Comme nous l’avons vu, les appels incessants apparaissent à un moment où les troubles phasiques s’accentuent et ne permettent plus une claire expression verbale des besoins. Lorsque l’aphasie en est au point d’être sévère, tout le panel des troubles du comportement associés aux maladies neurodégénératives peut être utilisé (dont les cris font partie) pour communiquer. Ainsi, les cris ne sont qu’un moyen parmi d’autres d’expressions non verbales. Nous ne pouvons donc pas affirmer que les appels incessants sont précurseurs des cris dans les démences sévères.
Sur les six cas présentés de résidents qui appellent de manière incessante, seule Mme S est passée des appels aux cris.
Effectivement, depuis une hospitalisation pour un problème pulmonaire, Mme S n’appelle plus, elle crie, alors que le langage est conservé. Quand le personnel lui demande pourquoi elle crie ou ce qu’elle souhaite, elle ne sait pas dire ce qu’elle veut ou expliquer son comportement.
La plupart du temps, elle signifie de cette façon qu’elle ne veut pas rester toute seule et souhaite qu’un membre du personnel reste près d’elle.
L’ÉPUISEMENT ET L’IMPUISSANCE DES PROFESSIONNELS : PRÉSERVER LA CAPACITÉ DE PENSER
Les appels incessants sont source d’épuisement pour les professionnels, voire engendrent un sentiment d’impuissance lorsqu’ils persistent malgré les interventions. Ils ont pour effet d’entraîner un sentiment de perte de sens (Dibie-Racoupeau et al. 2010). S’il en est ainsi pour les professionnels, il en est de même pour les autres résidents (Engasser, 2013).
Il existe un risque de maltraitance à l’égard du résident qui appelle, ce dernier finissant par être considéré comme étant plus perturbant que perturbé, et ce, tant de la part des professionnels que des autres résidents. Dans tous les cas, ce résident finit par faire fuir ceux qu’il essaie d’attirer à lui (Engasser, 2013). Ce qui est à minima un risque d’isolement. Il est donc primordial de ne pas laisser une telle situation s’installer.
L’enjeu majeur pour les professionnels est de préserver leur capacité de penser (Ploton, 2010). Pour cela, il est nécessaire de s’interroger sur la place et la fonction de ce trouble du comportement, c’est‑à‑dire de lui redonner du sens.
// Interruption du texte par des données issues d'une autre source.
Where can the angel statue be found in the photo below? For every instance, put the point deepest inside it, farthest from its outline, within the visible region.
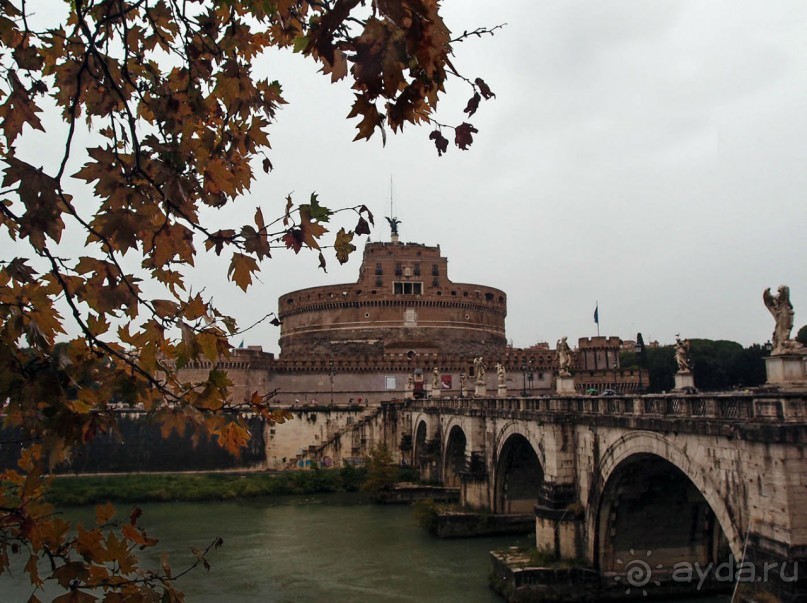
(393, 224)
(479, 369)
(564, 357)
(782, 310)
(682, 354)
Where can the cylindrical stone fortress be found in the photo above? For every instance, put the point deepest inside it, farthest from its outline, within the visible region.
(402, 303)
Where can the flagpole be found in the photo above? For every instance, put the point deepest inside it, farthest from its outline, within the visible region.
(597, 316)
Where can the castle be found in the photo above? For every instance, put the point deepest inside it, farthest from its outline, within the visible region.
(383, 336)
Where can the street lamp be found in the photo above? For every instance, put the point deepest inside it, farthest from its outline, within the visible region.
(639, 349)
(330, 376)
(524, 392)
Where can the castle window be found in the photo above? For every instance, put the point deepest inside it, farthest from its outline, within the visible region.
(402, 288)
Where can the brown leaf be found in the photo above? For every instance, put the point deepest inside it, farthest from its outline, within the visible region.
(463, 135)
(343, 245)
(241, 269)
(473, 104)
(483, 88)
(440, 141)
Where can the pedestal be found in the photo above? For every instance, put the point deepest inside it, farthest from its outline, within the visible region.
(787, 371)
(565, 385)
(683, 380)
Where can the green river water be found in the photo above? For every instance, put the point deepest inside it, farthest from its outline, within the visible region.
(313, 549)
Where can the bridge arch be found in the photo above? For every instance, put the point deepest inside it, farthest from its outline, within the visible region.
(518, 472)
(427, 448)
(668, 507)
(454, 456)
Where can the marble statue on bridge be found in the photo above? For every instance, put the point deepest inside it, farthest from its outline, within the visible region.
(782, 310)
(501, 375)
(479, 369)
(564, 358)
(682, 355)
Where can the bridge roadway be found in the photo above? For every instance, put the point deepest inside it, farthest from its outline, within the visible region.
(693, 479)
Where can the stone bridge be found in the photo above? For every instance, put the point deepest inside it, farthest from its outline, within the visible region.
(670, 479)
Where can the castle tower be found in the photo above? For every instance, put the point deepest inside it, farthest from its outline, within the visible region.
(402, 303)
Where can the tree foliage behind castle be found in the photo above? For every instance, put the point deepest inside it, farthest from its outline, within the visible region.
(178, 124)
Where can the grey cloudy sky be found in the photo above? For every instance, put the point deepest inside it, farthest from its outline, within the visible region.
(649, 156)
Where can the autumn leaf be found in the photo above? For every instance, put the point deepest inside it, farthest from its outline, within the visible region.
(440, 141)
(371, 118)
(473, 104)
(343, 245)
(463, 135)
(241, 270)
(483, 88)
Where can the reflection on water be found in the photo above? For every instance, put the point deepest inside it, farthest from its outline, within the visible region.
(313, 550)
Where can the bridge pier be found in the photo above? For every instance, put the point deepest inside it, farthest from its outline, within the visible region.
(559, 522)
(709, 483)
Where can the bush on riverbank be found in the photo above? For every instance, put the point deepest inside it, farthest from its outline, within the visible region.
(142, 487)
(151, 487)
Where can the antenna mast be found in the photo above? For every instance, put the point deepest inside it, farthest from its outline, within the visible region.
(393, 221)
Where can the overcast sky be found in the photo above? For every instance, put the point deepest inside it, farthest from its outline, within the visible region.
(649, 156)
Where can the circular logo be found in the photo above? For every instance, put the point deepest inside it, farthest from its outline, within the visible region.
(638, 572)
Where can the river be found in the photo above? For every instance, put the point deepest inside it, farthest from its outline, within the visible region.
(314, 549)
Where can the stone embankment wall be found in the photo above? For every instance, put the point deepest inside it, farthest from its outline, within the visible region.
(139, 446)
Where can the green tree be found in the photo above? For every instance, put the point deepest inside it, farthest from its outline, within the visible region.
(381, 469)
(178, 124)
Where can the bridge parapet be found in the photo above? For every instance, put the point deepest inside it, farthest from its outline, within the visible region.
(769, 408)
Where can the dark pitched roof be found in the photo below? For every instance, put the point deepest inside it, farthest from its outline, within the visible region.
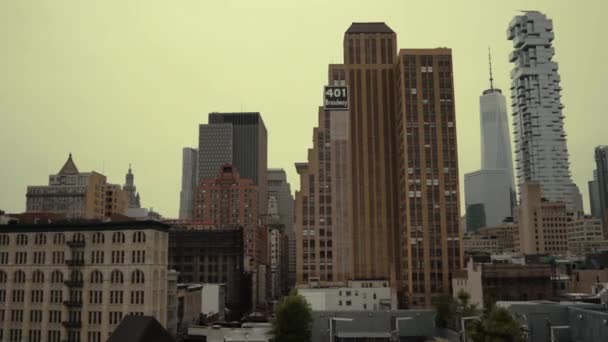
(69, 168)
(369, 28)
(140, 328)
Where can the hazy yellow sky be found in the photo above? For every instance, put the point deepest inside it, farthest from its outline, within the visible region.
(119, 82)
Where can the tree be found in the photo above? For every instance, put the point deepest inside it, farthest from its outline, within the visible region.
(293, 319)
(498, 326)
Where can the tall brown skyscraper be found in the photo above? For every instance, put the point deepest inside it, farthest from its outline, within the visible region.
(390, 165)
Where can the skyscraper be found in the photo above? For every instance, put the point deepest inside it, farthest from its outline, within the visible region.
(492, 188)
(189, 182)
(594, 196)
(239, 139)
(601, 162)
(378, 195)
(538, 121)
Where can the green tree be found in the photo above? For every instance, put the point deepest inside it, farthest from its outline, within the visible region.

Il s’agit de le concevoir comme un « appel au lien » qui sollicite l’autre et qui demande à être reconnu. « Le symptôme demande à être pensé avant d’être traité. » (Dibie-Racoupeau et al., 2010.)
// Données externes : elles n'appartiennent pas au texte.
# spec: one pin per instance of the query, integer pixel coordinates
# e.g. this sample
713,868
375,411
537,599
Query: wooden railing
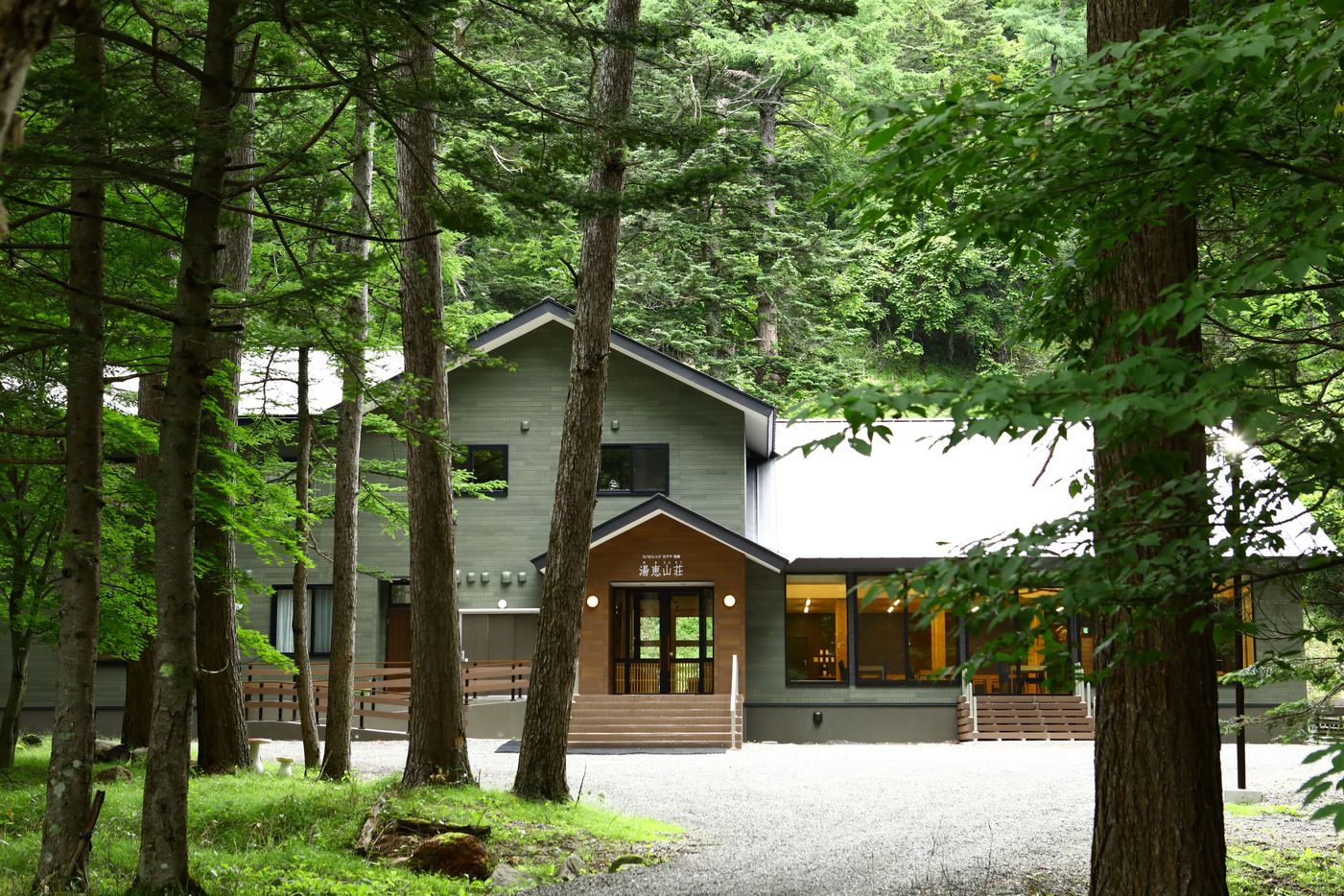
382,691
646,676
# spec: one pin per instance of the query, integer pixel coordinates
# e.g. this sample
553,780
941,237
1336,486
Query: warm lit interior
816,629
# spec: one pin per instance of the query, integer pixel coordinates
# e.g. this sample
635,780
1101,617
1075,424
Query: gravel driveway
868,818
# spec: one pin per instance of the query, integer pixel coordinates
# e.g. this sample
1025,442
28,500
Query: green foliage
269,835
1265,871
1234,120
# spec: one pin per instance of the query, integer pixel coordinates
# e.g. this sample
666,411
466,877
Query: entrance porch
663,640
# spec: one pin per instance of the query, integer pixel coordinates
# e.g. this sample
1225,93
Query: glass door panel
663,641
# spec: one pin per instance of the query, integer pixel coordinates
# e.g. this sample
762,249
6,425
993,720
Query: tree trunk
307,704
221,719
20,641
24,29
546,727
140,672
767,313
163,833
1159,815
437,750
349,426
69,777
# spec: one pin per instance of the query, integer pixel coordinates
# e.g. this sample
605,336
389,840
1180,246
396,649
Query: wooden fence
382,691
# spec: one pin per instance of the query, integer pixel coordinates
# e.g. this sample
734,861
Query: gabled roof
663,506
760,415
269,379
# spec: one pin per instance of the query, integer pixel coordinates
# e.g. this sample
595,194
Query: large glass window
895,643
633,469
318,620
1225,640
489,463
816,629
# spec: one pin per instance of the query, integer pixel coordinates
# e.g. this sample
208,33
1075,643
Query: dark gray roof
663,506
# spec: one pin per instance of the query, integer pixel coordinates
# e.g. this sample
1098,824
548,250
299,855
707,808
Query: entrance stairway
654,721
1027,718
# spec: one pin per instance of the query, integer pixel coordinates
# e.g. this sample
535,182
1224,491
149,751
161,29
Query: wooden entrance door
663,641
399,633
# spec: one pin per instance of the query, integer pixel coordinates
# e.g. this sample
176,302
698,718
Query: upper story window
318,620
633,469
489,463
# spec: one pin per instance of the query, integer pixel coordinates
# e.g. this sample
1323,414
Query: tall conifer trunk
302,466
69,775
546,727
140,672
437,727
767,312
1159,815
20,645
348,438
163,832
221,720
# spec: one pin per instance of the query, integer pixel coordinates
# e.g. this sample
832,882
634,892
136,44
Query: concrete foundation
850,723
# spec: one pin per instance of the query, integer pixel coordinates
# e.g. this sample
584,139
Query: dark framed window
816,629
489,463
633,469
318,620
897,643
Des espaces-temps institutionnels peuvent justement permettre aux professionnels de prendre du recul, de comprendre et de mettre du sens sur ce type de trouble du comportement (Dibie Racoupeau et al., 2010) : il s’agit des groupes d’analyse de la pratique, des groupes de travail sur l’accompagnement d’un résident posant des difficultés, des formations sur les troubles du comportement dans le cadre des maladies neurodégénératives, de l’intervention d’un professionnel qualifié sur le sujet précis des appels incessants…
CONCLUSION
Comme nous avons pu le voir, les appels incessants peuvent avoir des origines psychologiques diverses. Néanmoins, ils ont pour point commun d’interpeler l’autre, afin de lui signifier un état de mal‑être lié à de l’angoisse et de le solliciter en vue d’obtenir son aide.
Cet autre est, le plus souvent, incarné par les professionnels qui accompagnent quotidiennement les résidents. Il est important que ces derniers prennent conscience de cette place bien particulière à laquelle ils sont mis. Ils ont un rôle majeur à jouer pour améliorer le bien‑être des résidents et, entre autres, éviter leur isolement et leur rejet de tous.